Our little corner of land in Niagara is the northernmost latitude of peach growing on the globe. I knew this to be true conceptually, but it was confirmed to me as a fact while I perused the local newspaper last week. As I read the article entitled “New Varieties Are Bringing An Early Start to Niagara’s Peach Season”, my enthusiasm enlarged. My heart leapt not just at the prospect of enjoying peaches earlier in the year, but for the process of propagation at all. What a skill, what art. What a marvel to curate the creation! If you’ve known me for any length of time, you’ve likely been witness to one of my excitable tangents about flowering potato plants, the anticipation of the winter solstice, or the feeding habits of white-tailed deer. I’m enthralled by the glory of the cosmos - from the biggest bang to the smallest tender fruit (of which my favourite is the peach).
While I read, I was increasingly impressed to learn about the creative work happening right here in our region at the Vineland Research & Innovation Centre. Mr. Subramanian spoke so caringly and convincingly about the necessity for new varieties of fruit in our region that my adoration for the peach was bursting through my ceiling until I was so suddenly devastated, depressed, discouraged. The last stanza of the article disappointed me to the point of writing this letter.
“‘The next variety of peach Subramanian is working on will be targeted at generation Z and millennials,’ he said. He said that group isn’t fond of biting into a soft, juicy peach and getting messy — so he’s looking to fix that.”
To their credit, my discouragement comes at no fault of the author or their subject. Somer and Jayasankar are without blame. I am to blame, and this short stanza revealed that to me by holding up a mirror to show me myself.
We live in an age of instant gratification, information, and frankly indulgence. We feed on these things like drinking water from a firehose, attempting to quench our aching inside by the most questionable of means. You know the ache - the one that burns inside all of us, lamenting that the world is not right, things are not as they should be, and there must be a better way.
I’m what is affectionately called a “digital native”. I grew up in this digital era, never knowing a home without a computer connected to the internet. Need to lighten my mood? I’ll watch a funny video. Need to answer a question? I’ll ask Google. Need dinner? I’ll order it and have it delivered before I could have ever defrosted anything from the freezer.
This unprecedented access with unmerited ease is not without consequence, and it’s not for free. It comes at the cost of exchanging our humility for entitlement. I say this, because I feel this. If I can watch anything, read anything, buy anything, or be anything online in an instant, why can’t I have it all outside of the internet and in my embodied reality, too?
So we try. We take diabetes medication to expedite weight loss, we run yellow lights, we work through weekends, and we create new varieties of peaches to appeal to our pride.

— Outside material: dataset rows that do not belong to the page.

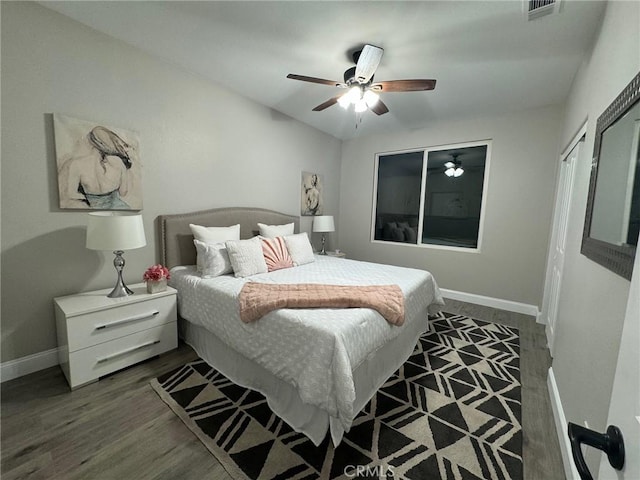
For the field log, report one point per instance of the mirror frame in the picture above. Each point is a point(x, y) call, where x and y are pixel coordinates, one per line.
point(617, 258)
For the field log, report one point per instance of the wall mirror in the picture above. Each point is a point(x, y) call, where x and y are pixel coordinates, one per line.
point(612, 220)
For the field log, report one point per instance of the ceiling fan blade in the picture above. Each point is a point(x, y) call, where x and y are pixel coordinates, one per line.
point(379, 108)
point(327, 104)
point(321, 81)
point(404, 85)
point(368, 63)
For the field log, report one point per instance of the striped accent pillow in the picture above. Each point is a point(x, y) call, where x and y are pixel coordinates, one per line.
point(276, 254)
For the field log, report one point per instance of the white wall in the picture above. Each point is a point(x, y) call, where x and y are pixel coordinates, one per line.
point(593, 301)
point(519, 203)
point(201, 147)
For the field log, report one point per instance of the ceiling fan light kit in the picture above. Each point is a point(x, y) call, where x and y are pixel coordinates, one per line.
point(454, 169)
point(362, 92)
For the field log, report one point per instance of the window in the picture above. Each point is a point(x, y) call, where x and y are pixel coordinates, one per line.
point(431, 196)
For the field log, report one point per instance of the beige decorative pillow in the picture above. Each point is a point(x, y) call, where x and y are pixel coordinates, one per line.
point(246, 257)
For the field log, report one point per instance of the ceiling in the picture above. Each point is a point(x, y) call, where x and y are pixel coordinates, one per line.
point(486, 57)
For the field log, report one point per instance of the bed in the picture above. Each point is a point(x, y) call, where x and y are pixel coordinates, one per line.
point(317, 367)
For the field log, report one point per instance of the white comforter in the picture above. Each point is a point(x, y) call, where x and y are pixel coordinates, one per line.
point(315, 350)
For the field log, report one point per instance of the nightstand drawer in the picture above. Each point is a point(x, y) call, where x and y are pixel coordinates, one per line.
point(89, 364)
point(111, 323)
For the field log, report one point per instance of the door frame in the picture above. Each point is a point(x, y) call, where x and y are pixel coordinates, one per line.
point(562, 189)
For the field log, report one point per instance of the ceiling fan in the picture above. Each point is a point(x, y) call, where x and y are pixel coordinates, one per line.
point(362, 91)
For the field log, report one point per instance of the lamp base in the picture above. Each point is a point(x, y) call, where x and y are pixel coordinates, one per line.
point(120, 289)
point(323, 251)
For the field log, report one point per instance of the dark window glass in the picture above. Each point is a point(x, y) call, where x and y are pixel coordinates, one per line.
point(398, 197)
point(452, 197)
point(453, 202)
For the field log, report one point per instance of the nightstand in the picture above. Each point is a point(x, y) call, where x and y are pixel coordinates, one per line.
point(98, 335)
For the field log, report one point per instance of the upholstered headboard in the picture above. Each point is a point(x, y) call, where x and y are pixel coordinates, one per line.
point(176, 240)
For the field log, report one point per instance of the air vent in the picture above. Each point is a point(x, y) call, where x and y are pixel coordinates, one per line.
point(540, 8)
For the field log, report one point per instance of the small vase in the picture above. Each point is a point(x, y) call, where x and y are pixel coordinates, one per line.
point(155, 286)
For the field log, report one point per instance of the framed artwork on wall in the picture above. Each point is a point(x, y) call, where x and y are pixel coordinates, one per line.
point(98, 166)
point(312, 202)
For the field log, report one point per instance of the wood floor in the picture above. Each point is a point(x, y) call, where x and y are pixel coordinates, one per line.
point(118, 428)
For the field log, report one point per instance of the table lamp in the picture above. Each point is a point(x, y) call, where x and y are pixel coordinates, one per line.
point(116, 231)
point(323, 223)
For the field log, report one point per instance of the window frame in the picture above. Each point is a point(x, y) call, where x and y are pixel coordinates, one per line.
point(423, 184)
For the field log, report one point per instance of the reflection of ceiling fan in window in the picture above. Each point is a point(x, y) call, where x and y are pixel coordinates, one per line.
point(454, 168)
point(362, 91)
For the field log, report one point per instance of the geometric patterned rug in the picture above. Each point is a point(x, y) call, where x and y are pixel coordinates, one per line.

In our arrogance, we forsake any measure of hidden glory. The best peaches are an embarrassing mess to enjoy, but so is life. The glory of a peach is the golden juice running off your chin and onto your shirt. The beauty and blessing of life is in the cracks, crevasses, and not-so-curated corners that we’re so intent on hiding or refining. It takes humility to truly enjoy a peach and all the glory it has to offer. It takes humility to walk through life faithfully and fruitfully.
The Redhaven peaches have likely come and gone by the time you’re reading this, but in the last few weeks of September some Baby Golds can still be had at your local farmer’s market. Soon, all the peaches will have returned to the ground and the earth will rest until it awakens with the spring. It’s a vulnerable thing to be a seed sown into the ground, and humility often feels the same. It’s a relinquishing of control and a surrender to the Creator and the cosmos. Can we, can I, practice this humility until the next harvest?